Impact and Findings: Initial focus on transcription costs revealed instant cost savings, so continual monitoring was not put in place. A decision not to monitor office supplies and filing expenses was made in order to spend the time focusing on developing a return on investment model for the purchase and implementation of the system. Results of doing pre- and post-implementation analysis of medication, allergy, and problem lists being documented completely and accurately indicated a marked improvement in presence and accuracy in the chart in all but two cases. In these cases, there was a decrease seen in documentation completeness and accuracy for the patient problem list. This was due to inadequate codifiable choices for the physician to select from in the AEMR. This was rectified quickly, as those physicians identified the missing choices from the selection list of problems. Documentation of patient encounters without chart access and documentation of requests for additional information not found in the patients chart was also analyzed pre- and post-implementation. The lesson learned was to have the scanning solution in place, to conduct retrospective scanning at least 30 days prior to go-live, and to make sure there was enough staff to keep up with the retrospective scanning to keep patients entered into the AEMR for their first "electronic" visit at least 72 hours prior to their scheduled appointment. This process was used for two providers, and significant improvement in chart completeness was realized. Physician satisfaction surveys were conducted pre- and post-implementation to determine level of satisfaction and discrete improvements in work life. Overall satisfaction with the AEMR system and its impact on their work life was seen. CSI students went through training and evaluation with the AEMR system.

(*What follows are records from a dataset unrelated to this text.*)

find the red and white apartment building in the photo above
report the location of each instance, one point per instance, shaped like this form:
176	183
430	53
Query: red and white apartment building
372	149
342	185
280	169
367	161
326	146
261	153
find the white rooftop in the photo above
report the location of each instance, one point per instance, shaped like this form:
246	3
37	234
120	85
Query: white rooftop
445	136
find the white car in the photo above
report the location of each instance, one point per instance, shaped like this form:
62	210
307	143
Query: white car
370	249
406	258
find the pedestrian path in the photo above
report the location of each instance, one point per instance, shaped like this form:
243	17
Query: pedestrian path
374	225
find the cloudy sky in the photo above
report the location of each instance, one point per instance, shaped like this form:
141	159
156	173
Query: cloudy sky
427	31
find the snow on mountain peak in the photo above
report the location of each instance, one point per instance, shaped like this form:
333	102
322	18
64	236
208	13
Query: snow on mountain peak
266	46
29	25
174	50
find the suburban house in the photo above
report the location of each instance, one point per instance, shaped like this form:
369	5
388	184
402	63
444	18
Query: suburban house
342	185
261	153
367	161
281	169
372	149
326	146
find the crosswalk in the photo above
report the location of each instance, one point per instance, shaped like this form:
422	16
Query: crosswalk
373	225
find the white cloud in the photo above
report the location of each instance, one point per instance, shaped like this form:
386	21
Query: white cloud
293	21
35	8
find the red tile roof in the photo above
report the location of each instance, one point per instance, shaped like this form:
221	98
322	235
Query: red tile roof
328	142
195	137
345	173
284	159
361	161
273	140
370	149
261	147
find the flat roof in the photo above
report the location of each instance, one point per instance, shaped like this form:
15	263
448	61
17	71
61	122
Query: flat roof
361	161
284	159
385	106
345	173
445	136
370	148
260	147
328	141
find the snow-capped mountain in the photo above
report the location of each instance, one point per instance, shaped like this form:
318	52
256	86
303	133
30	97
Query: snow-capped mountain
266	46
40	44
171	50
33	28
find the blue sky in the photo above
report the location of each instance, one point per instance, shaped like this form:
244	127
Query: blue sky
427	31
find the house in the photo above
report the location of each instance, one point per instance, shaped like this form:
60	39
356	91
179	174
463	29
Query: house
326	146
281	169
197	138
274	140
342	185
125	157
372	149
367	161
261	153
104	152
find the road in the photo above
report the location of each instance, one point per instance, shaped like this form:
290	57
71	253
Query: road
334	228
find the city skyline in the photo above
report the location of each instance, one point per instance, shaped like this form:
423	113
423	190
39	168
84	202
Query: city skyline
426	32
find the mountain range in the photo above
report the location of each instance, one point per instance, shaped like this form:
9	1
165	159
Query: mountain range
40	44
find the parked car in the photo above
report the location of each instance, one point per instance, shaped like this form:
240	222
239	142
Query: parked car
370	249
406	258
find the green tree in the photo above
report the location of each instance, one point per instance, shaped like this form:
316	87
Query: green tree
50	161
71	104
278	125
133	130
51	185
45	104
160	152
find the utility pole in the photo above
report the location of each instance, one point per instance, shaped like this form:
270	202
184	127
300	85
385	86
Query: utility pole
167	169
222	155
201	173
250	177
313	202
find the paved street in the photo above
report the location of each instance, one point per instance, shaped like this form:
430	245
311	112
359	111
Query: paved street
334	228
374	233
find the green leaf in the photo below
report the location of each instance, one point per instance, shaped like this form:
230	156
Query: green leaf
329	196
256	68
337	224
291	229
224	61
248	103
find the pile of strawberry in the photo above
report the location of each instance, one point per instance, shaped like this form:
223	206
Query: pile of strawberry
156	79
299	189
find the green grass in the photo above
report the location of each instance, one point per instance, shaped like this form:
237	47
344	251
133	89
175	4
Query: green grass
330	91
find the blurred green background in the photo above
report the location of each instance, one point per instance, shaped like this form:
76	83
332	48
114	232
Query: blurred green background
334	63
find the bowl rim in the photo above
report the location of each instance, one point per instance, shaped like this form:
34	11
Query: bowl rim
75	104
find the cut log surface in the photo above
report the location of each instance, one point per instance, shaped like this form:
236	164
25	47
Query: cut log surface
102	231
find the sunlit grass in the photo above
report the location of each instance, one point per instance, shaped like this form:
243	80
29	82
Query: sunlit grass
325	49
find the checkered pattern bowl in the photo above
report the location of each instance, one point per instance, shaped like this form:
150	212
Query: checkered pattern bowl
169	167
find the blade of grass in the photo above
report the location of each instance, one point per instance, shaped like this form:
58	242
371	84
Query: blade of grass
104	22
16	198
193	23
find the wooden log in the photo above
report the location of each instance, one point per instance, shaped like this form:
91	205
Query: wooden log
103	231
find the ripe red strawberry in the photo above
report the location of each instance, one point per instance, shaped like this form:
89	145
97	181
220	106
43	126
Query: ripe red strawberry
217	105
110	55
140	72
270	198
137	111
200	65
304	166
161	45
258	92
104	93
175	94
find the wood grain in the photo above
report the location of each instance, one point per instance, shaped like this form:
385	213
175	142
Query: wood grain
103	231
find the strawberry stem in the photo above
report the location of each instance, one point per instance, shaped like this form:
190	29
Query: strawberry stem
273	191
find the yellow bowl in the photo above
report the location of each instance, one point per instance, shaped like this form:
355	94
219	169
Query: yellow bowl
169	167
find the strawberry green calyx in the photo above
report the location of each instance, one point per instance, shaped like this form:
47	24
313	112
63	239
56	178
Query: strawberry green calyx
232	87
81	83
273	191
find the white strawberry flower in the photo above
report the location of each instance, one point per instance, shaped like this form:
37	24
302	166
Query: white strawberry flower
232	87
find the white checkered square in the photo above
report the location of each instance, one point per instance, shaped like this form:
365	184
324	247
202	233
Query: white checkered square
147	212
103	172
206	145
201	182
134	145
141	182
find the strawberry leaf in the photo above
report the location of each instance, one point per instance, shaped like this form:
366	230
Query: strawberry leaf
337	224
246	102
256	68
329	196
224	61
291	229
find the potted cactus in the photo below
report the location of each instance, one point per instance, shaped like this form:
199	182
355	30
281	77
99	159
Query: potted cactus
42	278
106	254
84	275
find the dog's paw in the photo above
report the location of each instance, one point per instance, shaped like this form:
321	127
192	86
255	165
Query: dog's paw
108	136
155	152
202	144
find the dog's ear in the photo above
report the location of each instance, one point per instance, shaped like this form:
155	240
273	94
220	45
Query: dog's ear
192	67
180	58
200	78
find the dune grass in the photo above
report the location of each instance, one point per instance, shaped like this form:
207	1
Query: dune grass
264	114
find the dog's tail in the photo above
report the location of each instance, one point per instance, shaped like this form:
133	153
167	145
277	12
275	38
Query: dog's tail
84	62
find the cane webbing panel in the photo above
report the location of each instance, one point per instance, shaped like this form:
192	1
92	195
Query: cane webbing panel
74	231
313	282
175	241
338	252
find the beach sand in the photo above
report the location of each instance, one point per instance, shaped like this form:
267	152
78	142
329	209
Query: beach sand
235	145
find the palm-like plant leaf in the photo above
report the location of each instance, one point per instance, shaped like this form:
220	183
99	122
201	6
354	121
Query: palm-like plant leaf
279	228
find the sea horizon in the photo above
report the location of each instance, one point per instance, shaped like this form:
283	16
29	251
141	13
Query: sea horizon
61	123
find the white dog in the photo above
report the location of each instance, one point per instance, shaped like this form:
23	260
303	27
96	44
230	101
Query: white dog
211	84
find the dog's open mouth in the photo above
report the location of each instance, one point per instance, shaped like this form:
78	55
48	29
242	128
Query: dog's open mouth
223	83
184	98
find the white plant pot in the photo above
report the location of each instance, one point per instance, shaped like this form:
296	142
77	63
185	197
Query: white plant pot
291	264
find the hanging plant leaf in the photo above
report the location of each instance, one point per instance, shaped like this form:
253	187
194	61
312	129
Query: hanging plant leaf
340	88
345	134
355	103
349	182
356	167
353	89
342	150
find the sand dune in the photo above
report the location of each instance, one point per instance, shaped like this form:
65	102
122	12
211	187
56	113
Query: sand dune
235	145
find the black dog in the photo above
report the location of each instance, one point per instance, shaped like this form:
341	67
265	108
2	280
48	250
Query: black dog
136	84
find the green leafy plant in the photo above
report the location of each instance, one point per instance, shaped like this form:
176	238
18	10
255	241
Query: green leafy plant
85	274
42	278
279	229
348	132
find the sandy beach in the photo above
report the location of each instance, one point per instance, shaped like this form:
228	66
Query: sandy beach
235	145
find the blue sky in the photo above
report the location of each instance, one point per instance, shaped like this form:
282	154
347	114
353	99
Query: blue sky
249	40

Mullen R, Donnelly JT. Keeping it real—building an ROI model for an ambulatory EMR initiative that the physician practices espouse. J Healthc Inf Manag 2006 Winter;20(1):42-52.
Patient Satisfaction Survey
Physician Satisfaction Survey
Grantee’s Most Recent Self-Reported Quarterly Status (as of August 2008): Although implementation took place at fewer sites than originally anticipated, cost effectiveness, and improvements in workflow and quality of care were apparent in post-live data. AEMR curriculum was developed and taught to nursing students at CSI. Some milestones are still ongoing, but stakeholder buy-in suggests that implementation will expand in the future.
Milestones: Grantee did not provide self-assessment during 2008.
Budget: Grantee did not provide self-assessment during 2008.
*Several aims of the grant were not completed prior tot the scheduled conclusion of the grant (August 2008), yet, as other sources of funding have been secured, these aims are still targeted for completion.